In-silico and in-vitro study reveals Ziprasidone as a potential aromatase inhibitor against breast carcinoma

Abstract

Abstract Aromatase enzyme plays a fundamental role in the development of estrogen receptors and due to this functionality, the enzyme has gained significant attention as a therapeutic for reproductive disorders and cancer diseases.

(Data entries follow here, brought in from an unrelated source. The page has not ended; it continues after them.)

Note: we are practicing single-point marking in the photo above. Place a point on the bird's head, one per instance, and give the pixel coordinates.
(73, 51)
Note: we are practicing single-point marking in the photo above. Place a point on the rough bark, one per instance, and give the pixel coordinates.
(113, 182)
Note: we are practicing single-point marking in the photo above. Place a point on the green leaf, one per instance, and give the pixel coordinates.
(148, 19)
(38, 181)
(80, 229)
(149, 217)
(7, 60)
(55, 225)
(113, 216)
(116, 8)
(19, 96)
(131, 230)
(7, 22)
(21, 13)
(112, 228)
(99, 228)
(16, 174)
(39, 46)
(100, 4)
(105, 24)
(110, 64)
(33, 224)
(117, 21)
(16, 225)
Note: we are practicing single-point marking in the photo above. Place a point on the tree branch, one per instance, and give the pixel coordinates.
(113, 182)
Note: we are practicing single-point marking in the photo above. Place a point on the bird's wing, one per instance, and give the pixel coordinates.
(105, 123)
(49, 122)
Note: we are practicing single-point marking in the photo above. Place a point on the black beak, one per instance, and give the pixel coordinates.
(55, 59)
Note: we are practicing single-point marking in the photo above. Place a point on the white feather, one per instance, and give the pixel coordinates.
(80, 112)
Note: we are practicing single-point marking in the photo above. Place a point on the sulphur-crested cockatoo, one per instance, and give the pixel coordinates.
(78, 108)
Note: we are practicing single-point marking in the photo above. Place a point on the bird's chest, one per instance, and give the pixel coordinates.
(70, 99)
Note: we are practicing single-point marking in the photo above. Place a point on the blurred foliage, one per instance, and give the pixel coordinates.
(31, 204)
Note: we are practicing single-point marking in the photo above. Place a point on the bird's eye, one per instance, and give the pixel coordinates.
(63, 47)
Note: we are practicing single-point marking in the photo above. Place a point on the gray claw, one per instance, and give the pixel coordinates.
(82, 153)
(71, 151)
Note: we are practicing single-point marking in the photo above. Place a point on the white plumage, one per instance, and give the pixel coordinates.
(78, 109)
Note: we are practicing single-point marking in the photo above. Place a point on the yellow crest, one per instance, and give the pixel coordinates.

The aromatase inhibitors, currently in clinical use, have such serious side effects that it is crucial to find novel aromatase inhibitors with more selective, less toxic, and more effective drug potency. The research framework of this study is to identify a potent inhibitor for the aromatase target by profiling molecular descriptors of the ligand and to find a functional pocket in the target by docking and MD simulations. For assessing cellular and metabolic activities as indicators of cell viability and cytotoxicity, in-vitro studies were performed by using the colorimetric MTT assay. Aromatase activities were determined by a fluorometric method. Cell morphology was assessed by phase-contrast light microscopy. Flow cytometry and Annexin V-FITC/PI staining assay determined cell cycle distribution and apoptosis. This study reports that CHEMBL598797 (Ziprasidone) is the most promising compound that showed excellent aromatase inhibitory activity. By using better drug design methods and experimental studies, our study identified a novel compound that could be effective as a high-potential drug candidate against aromatase enzyme. We conclude that the compound ziprasidone effectively blocks the cell cycle at the G1-S phase and induces cancer cell death. Further, in-vivo studies are vital for developing ziprasidone as an anticancer agent. Lastly, our research outcomes based on the results of the in-silico experiments may pave the way for identifying effective drug candidates fortherapeutic use in breast cancer.